Based on my understanding, it is not. Here's an example:

// Starts the long running transaction, when this method completes
// we have no idea whether the transaction actually succeeded/failed
// /finished/etc
public bool BeginLongRunningTransaction(/*args*/)
{
myService.LongRunningTransactionComplete += TransactionComplete;

// Runs the actual transaction - this can take some time
myService.ExecuteLongRunningTransaction();
return true;
}

// Handles the long running transaction complete event
// which allows us to see if the transaction suceeded/failed/etc
private void TransactionComplete(/*args*/)
{
/* Stuff complete! */
}


What will happen, is that a caller will call BeginLongRunningTransaction() method, which will begin the long running transaction but will not be able to return a result of that transaction, as that result will come back in TransactionComplete() event handler. What I am trying to see is whether there is a way to both Begin and return the result of the long running transaction inside the BeginLongRunningTransaction() method, so to the caller,

I am aware of sync-await pattern and also know about inline event handlers. In my understanding, neither of those are able to achieve what I am trying to.

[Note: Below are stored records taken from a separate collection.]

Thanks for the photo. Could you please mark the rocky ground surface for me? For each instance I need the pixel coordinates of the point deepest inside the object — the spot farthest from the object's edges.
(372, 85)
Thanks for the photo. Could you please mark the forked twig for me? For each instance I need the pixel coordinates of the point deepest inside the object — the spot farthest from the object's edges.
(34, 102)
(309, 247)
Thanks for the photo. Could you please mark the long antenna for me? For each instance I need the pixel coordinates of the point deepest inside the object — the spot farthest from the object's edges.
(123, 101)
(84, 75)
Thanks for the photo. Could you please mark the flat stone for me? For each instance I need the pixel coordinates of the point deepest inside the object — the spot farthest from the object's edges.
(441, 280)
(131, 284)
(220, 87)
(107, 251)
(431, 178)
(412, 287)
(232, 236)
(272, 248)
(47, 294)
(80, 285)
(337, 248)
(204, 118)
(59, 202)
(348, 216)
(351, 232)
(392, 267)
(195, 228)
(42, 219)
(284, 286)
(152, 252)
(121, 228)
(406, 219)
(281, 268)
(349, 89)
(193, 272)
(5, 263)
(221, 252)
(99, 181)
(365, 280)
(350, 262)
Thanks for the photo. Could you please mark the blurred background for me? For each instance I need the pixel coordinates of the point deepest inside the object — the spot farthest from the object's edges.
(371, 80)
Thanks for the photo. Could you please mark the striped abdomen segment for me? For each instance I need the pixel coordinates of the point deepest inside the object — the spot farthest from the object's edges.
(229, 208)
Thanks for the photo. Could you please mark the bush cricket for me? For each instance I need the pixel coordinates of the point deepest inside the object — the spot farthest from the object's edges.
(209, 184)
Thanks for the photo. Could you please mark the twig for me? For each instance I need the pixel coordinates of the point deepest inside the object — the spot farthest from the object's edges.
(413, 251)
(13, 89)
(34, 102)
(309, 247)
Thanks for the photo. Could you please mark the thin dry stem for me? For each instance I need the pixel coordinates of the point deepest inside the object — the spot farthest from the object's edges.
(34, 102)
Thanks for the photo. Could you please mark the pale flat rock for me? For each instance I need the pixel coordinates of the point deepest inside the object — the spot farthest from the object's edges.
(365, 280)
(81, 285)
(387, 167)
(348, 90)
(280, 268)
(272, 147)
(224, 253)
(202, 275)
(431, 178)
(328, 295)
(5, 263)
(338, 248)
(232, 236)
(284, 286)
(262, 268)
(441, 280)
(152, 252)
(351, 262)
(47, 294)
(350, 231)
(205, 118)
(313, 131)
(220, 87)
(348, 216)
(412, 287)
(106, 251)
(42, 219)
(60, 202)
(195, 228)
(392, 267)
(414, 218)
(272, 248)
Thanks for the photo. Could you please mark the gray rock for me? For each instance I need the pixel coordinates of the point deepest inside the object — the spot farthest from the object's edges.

The main reason for this question is simplifying the communication from the subscribing client's point of view.

Many thanks!

Answer

Do you mean like this?

public bool DoStuff(/*args*/)
{
    myService.StuffComplete += (/*args*/) => { /* Stuff complete! */ };
    myService.DoStuff();
    return true;
}

But, if you mean that you want the the return value from public bool DoStuff(/*args*/) to be the result of something that happens in /* Stuff complete! */ rather than a hard-coded true then you need to be a bit more clever.

You could do something like this:

public bool DoStuff(/*args*/)
{
    bool result = false;
    myService.StuffComplete += (/*args*/) =>
    {
        result = myService.Status;
    };
    myService.DoStuff();
    return result;
}

Here this code expects that the call runs purely on the current thread. If myService.DoStuff() launches a new thread then the myService.StuffComplete handler will run after public bool DoStuff(/*args*/) has completed and you won't get the result you expect.

If you think that myService does invoke new threads behind the scenes (or you wish to have the code run on a background task) then you should look at using Microsoft's Reactive Framework. Then you can do this:

public IObservable<bool> DoStuff(/*args*/)
{
    return Observable.Create<bool>(o =>
    {
        var subscription =
            Observable
                .FromEventPattern<EventHandler, EventArgs>(
                    h => myService.StuffComplete += h,
                    h => myService.StuffComplete -= h)
                .Select(x => myService.Status)
                .Take(1)
                .Subscribe(o);
        myService.DoStuff();
        return subscription;
    });
}

This changes the output of the method from bool to IObservable<bool>, which means that you can observe the result when it is ready.